Air Line Pilot, March/April 2002

President's Forum: Campaign Finance Reform

If anything positive surfaces from what is being touted as Enrongate, it may be that the U.S. Congress will finally enact some form of campaign finance reform that would tighten major loopholes in current laws that allow organizations to pour millions of unrestricted dollars into political campaigns.

These political contributions are the so-called "soft money" that corporations, unions, and other organizations spend on issues and positions that do not go directly to a specific candidate. Congress has tried to pass such reform legislation several times in the past only to be blocked by powerful House and Senate legislators who never met a dollar they didn’t like and lobbyists whose interests are the status quo.
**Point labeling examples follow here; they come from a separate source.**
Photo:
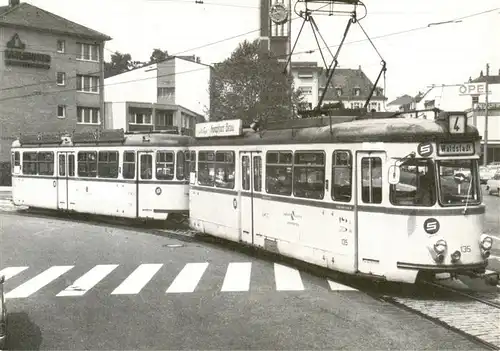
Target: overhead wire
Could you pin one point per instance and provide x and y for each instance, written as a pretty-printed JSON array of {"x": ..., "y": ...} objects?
[
  {"x": 101, "y": 71},
  {"x": 173, "y": 74}
]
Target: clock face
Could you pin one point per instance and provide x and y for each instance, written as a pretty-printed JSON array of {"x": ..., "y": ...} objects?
[{"x": 278, "y": 13}]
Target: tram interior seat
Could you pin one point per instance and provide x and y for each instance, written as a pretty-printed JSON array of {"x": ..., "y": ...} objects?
[{"x": 376, "y": 193}]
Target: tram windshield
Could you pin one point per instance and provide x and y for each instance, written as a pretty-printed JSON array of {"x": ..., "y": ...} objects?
[
  {"x": 417, "y": 186},
  {"x": 458, "y": 182}
]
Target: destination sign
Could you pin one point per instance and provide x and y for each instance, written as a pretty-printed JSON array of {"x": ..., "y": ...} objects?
[
  {"x": 449, "y": 149},
  {"x": 233, "y": 127}
]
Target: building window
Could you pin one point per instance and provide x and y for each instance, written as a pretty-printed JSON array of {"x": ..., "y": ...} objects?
[
  {"x": 87, "y": 52},
  {"x": 306, "y": 90},
  {"x": 140, "y": 118},
  {"x": 164, "y": 119},
  {"x": 61, "y": 46},
  {"x": 61, "y": 78},
  {"x": 61, "y": 111},
  {"x": 166, "y": 92},
  {"x": 88, "y": 84},
  {"x": 88, "y": 115}
]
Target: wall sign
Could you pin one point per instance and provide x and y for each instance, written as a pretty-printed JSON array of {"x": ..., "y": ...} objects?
[{"x": 16, "y": 56}]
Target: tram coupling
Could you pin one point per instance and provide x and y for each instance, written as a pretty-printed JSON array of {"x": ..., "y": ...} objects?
[{"x": 490, "y": 277}]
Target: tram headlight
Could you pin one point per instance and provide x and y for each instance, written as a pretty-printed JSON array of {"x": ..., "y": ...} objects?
[
  {"x": 486, "y": 242},
  {"x": 440, "y": 246},
  {"x": 456, "y": 256}
]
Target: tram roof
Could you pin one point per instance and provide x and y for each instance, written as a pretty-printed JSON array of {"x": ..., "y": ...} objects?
[
  {"x": 349, "y": 130},
  {"x": 107, "y": 138}
]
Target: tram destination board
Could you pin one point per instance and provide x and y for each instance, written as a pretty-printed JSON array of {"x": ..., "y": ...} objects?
[{"x": 455, "y": 149}]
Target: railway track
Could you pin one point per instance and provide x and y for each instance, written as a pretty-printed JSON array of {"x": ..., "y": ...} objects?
[{"x": 472, "y": 313}]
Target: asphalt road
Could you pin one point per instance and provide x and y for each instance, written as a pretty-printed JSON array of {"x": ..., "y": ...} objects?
[{"x": 85, "y": 286}]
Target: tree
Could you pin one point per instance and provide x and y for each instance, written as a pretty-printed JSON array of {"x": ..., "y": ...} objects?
[
  {"x": 158, "y": 55},
  {"x": 250, "y": 87}
]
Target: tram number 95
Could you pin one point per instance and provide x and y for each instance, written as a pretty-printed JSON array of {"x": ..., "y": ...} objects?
[{"x": 465, "y": 249}]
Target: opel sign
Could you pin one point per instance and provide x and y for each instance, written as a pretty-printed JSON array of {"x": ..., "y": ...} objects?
[{"x": 473, "y": 89}]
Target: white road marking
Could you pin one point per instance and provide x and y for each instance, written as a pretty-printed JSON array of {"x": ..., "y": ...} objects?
[
  {"x": 188, "y": 278},
  {"x": 137, "y": 280},
  {"x": 38, "y": 282},
  {"x": 9, "y": 272},
  {"x": 88, "y": 280},
  {"x": 339, "y": 287},
  {"x": 287, "y": 278},
  {"x": 237, "y": 277}
]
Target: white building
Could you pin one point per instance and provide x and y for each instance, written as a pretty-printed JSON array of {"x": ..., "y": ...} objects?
[
  {"x": 452, "y": 98},
  {"x": 349, "y": 86},
  {"x": 171, "y": 94}
]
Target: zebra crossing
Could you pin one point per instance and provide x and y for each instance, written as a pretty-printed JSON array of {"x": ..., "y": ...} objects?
[
  {"x": 6, "y": 205},
  {"x": 237, "y": 278}
]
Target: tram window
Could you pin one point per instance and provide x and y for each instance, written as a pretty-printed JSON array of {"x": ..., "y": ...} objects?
[
  {"x": 206, "y": 168},
  {"x": 371, "y": 178},
  {"x": 164, "y": 165},
  {"x": 146, "y": 166},
  {"x": 309, "y": 175},
  {"x": 16, "y": 160},
  {"x": 279, "y": 172},
  {"x": 29, "y": 163},
  {"x": 128, "y": 171},
  {"x": 224, "y": 169},
  {"x": 71, "y": 165},
  {"x": 108, "y": 164},
  {"x": 181, "y": 166},
  {"x": 257, "y": 173},
  {"x": 193, "y": 162},
  {"x": 416, "y": 186},
  {"x": 341, "y": 176},
  {"x": 87, "y": 164},
  {"x": 187, "y": 164},
  {"x": 46, "y": 163},
  {"x": 245, "y": 173},
  {"x": 62, "y": 165}
]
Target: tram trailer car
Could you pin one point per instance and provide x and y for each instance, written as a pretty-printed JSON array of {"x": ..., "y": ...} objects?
[
  {"x": 143, "y": 176},
  {"x": 393, "y": 199}
]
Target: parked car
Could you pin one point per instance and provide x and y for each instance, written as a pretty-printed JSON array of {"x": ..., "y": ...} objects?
[
  {"x": 487, "y": 172},
  {"x": 493, "y": 184},
  {"x": 3, "y": 316}
]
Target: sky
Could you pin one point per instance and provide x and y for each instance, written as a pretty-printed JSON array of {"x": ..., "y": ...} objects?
[{"x": 443, "y": 54}]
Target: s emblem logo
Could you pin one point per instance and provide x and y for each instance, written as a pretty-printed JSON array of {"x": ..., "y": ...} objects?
[{"x": 431, "y": 226}]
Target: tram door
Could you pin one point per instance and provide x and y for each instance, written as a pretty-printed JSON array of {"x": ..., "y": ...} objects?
[
  {"x": 144, "y": 174},
  {"x": 66, "y": 170},
  {"x": 370, "y": 224},
  {"x": 251, "y": 185}
]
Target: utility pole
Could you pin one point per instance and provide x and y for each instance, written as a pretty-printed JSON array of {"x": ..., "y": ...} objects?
[{"x": 486, "y": 110}]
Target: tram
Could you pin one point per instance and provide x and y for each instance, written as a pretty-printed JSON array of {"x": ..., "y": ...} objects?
[
  {"x": 394, "y": 199},
  {"x": 110, "y": 173}
]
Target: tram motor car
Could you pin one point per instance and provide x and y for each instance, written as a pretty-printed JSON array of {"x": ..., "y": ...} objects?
[{"x": 387, "y": 198}]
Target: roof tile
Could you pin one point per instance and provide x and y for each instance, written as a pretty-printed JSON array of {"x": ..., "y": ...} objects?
[{"x": 29, "y": 16}]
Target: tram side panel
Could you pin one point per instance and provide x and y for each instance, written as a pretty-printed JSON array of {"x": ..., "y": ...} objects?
[
  {"x": 307, "y": 224},
  {"x": 35, "y": 184},
  {"x": 213, "y": 202}
]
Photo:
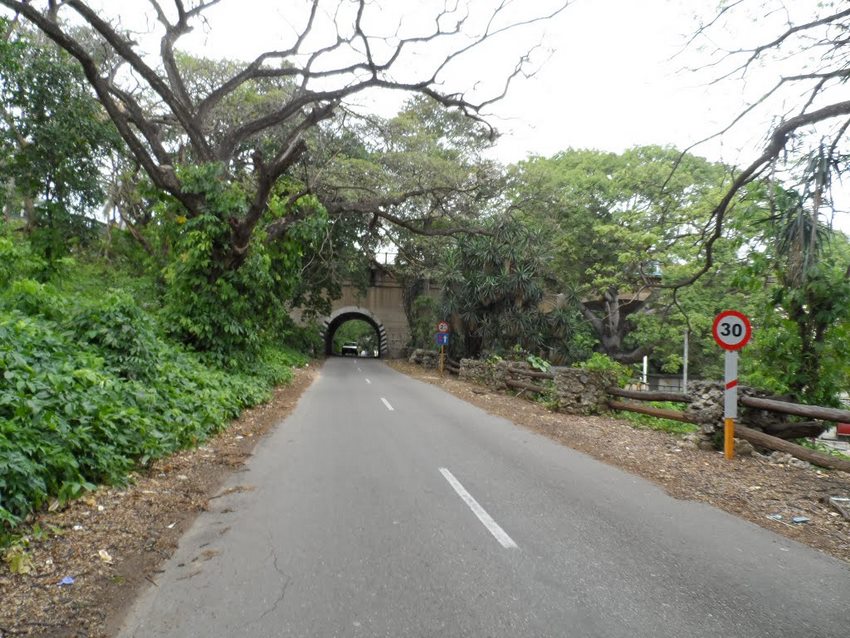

ALPA has publicly supported and continues to work for such reform as a means to achieve a semblance of balance between corporate campaign contributions and contributions from U.S. workers. U.S. corporations, in recent elections, outspent union-collected campaign contributions 15 to 1. Our competitors in this race are the airlines. In recent elections, airlines outspent airline workers in soft money spending 70 to 1.

So how does reforming campaign soft money work for us? The truth is that ALPA does not participate in soft money campaigns. And no ALPA dues go toward partisan political programs—even our AFL-CIO assessments have been earmarked for voter registration, get-out-the-vote campaigns, and other nonpartisan election purposes. We want to play the game with hard money, and we have told Congress that. The elimination of soft money campaign contributions will help neutralize massive airline political funds that often draw on corporate revenues. The airlines are still going to hit up their CEOs and corporate directors for PAC money, but we have a lot more members than they do managers. In a hard-dollar arena, we should be able to match dollar for dollar the contributions of airline management.

Although contributions that pilots sent to ALPA-PAC increased in 2001—in fact, to record levels—that higher dollar amount was achieved from a dwindling number of contributors. ALPA members who continue to support ALPA-PAC are those who lived through the early years of deregulation and the Continental, United, and Eastern strikes. These PAC participants remember all too well that the agenda of ALPA members is always at risk in the political arena—and that participation in ALPA-PAC can and does make a difference. Nearly all of them contribute through payroll deduction. They recognize that the U.S. President and Congress have a gigantic effect on the decisions that touch our profession. They understand that fixing a lot of things that are wrong will take political pressure. These PAC-participating pilots are now retiring; and as they leave, younger pilots are not stepping up to replace them.

And yet, in no other period in our history has the political threat to pilots and our profession been more real. The Canadian government recently proposed cabotage as a means to improve airline revenue. The McCain-Lott bill to circumvent airline collective bargaining is still haunting the halls of Congress. Pension law changes may soon surface. Don’t think for a minute that pension reform will favor employees. Corporations are the driving force behind this reform. These companies, whose pension funds were flush in recent years, no longer want to divert cash into worker retirement plans. Obtaining universal access, arming pilots, regaining our cockpit jumpseats, and all of the issues around airport and aircraft security are political in nature. None of these issues are pure—people who make these decisions are political appointees and respond to political pressure.

ALPA members generally want to take some positive action to make their work environment better. One of the easier ways is to send a donation to ALPA-PAC. For the past 27 years, ALPA-PAC has been a critical complement to ALPA’s lobbying program, being used for issues ranging from fringe benefits taxation to source taxation of retirement benefits, from TCAS II for cargo airplanes to small-airport certification, from federal funding for ALPA’s HIMS program to bankruptcy law reform. And the list goes on.

But the average 10 percent PAC participation rate for ALPA members is unacceptable. In fact, three pilot groups are carrying most of the load for the rest of ALPA. Delta, Northwest, and United pilots make up nearly two-thirds of our PAC participants while they are only 44 percent of ALPA’s active members. Those three pilot groups contributed 82 percent of our 2001 PAC dollars.

So why do I raise this issue in spring—so far from elections next November? The fact is that if we don’t get money flowing into ALPA-PAC this spring and early summer, we will not be able to maximize our political clout.